‘Water Days’ by Sundar Sarukkai: What it means to belong when everything around you is changing
Book Title: Water Days
Author: Sundar Sarukkai
The cover of Sundar Sarukkai’s latest novel, ‘Water Days’, aptly reflects the melting pot that Bengaluru has become — a city shaped by intersecting languages, cultures and identities. It sets the tone for a narrative rooted in the themes of migration, urbanisation and changing social fabric.
Often referred to by many names — City of Gardens, Pensioner’s Paradise, IT Capital, Pub City — Bangalore (as it was still called in the novel’s setting) is, for Sarukkai, far more than the sum of its epithets. It is a city of contradictions and convergences, where meaning is forged by a different language — a telling argument in these times of linguisitic chauvinism. As he writes, “A city is not produced by a majority, it is not a measure of numbers. A city is a quality, is yet another language.” And in this language, each individual must discover their own syntax of belonging. This linguistic meditation continues from his earlier novel, ‘Following a Prayer’, where silence bore the burden of meaning. Here, the language is more porous — it’s what the city speaks in the murmur of traffic, the trickle of water, the fragrance of coffee and sampige flowers, and the babel of its migrant communities. Sarukkai admits that this novel is not a faithful translation of what the city said to him, but rather an attempt to capture the truth in the cacophony.
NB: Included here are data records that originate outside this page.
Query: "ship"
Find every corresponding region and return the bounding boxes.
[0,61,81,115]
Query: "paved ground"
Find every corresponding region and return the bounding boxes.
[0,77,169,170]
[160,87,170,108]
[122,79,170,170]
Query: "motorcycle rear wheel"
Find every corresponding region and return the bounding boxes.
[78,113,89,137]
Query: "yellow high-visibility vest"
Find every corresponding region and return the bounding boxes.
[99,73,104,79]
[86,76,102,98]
Set in the 1990s, just as the winds of liberalisation begin to reshape India’s urban fabric, the story follows the life of Raghavendra, a security guard-turned-amateur detective, living with his wife Poornima and their two daughters. Around them, the city changes rapidly. Real estate speculators from Andhra Pradesh descend on Bangalore; students arrive in droves from Bihar, Bengal, and beyond; and working-class youth from Kerala and Tamil Nadu seek jobs and shelter. Their neighbourhood becomes a microcosm of India itself — a medley of languages, livelihoods and dreams, with each migrant community fitting well into the spaces apportioned to them.
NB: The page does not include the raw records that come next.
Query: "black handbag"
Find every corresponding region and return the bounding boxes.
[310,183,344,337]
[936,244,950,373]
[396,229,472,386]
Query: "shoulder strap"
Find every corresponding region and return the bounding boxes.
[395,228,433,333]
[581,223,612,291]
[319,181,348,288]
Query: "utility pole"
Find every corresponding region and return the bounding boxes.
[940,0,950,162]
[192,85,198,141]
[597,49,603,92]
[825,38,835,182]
Amid this churning cityscape, the mysterious death of a 16-year-old girl jolts the residents out of their everyday inertia. An upset Poornima tasks her husband with investigating the incident. What follows is a meditative detective story that spans 13 days — echoing the mourning period when the soul seeks liberation — as Raghavendra collects clues and insights not just into the death, but into the death of something less tangible: the innocence of Bangalore’s past.
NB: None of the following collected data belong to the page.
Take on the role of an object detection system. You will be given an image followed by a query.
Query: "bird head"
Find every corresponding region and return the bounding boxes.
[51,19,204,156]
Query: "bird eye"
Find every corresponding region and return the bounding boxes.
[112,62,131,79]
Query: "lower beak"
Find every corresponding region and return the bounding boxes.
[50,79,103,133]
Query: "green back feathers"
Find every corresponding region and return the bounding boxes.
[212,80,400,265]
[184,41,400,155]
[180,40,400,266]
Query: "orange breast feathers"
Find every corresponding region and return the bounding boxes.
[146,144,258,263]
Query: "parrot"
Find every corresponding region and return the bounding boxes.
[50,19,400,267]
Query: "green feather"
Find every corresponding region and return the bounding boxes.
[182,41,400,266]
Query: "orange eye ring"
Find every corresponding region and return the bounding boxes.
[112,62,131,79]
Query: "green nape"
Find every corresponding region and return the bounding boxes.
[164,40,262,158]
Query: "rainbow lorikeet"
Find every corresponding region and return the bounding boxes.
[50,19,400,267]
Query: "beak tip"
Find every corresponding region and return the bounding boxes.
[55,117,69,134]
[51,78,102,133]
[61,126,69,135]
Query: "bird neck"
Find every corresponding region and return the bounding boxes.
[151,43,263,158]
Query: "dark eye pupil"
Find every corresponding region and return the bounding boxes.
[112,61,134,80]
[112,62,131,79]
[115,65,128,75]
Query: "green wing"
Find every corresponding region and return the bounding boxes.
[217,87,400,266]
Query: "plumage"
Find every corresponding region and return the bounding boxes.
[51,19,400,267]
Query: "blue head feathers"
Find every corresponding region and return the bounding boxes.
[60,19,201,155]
Sarukkai’s genius lies in the way he blends the mundane with the metaphorical. Water, for instance, is not merely a backdrop but a central motif. The novel’s title , ‘Water Days’, refers to the days when water arrives in the taps — a moment of ritual and relief, particularly for women who rise early to fill their pots at the public taps. At this gathering, as water collects in the pots, stories too flow alongside. In a city slowly running dry, it becomes a measure of both survival and sociality. And towards the end, it is water again that binds the women in a rare show of strength and sisterhood.
An ensemble of characters embodies the contradictions of Bangalore’s rapid urbanisation. There’s “Commander” Bindra from Bihar, the engineering dropout-turned-don and go-to dada for vulnerable North Indian students; Marimuthu, a migrant from Tamil Nadu, who builds a temple over an anthill and reinvents himself as Mari Gowda, a name calibrated to sound local enough to fend off land-grabbers. These characters, while bordering on the archetypal, feel entwined in the city’s reality.
By the time the novel reaches its resolution — on the final day of mourning — it offers more than just closure to a mystery. It delivers a reckoning. For Raghavendra and Poornima, as for many Bangaloreans, the violent transformations around them signal something else: of a future “contaminated with confused questions about right and wrong”.
‘Water Days’ is not just a novel about a city; it is a novel about what it means to belong when everything around you is changing. Sarukkai does not romanticise Bangalore, but he listens carefully to it, and implores you to do so as well.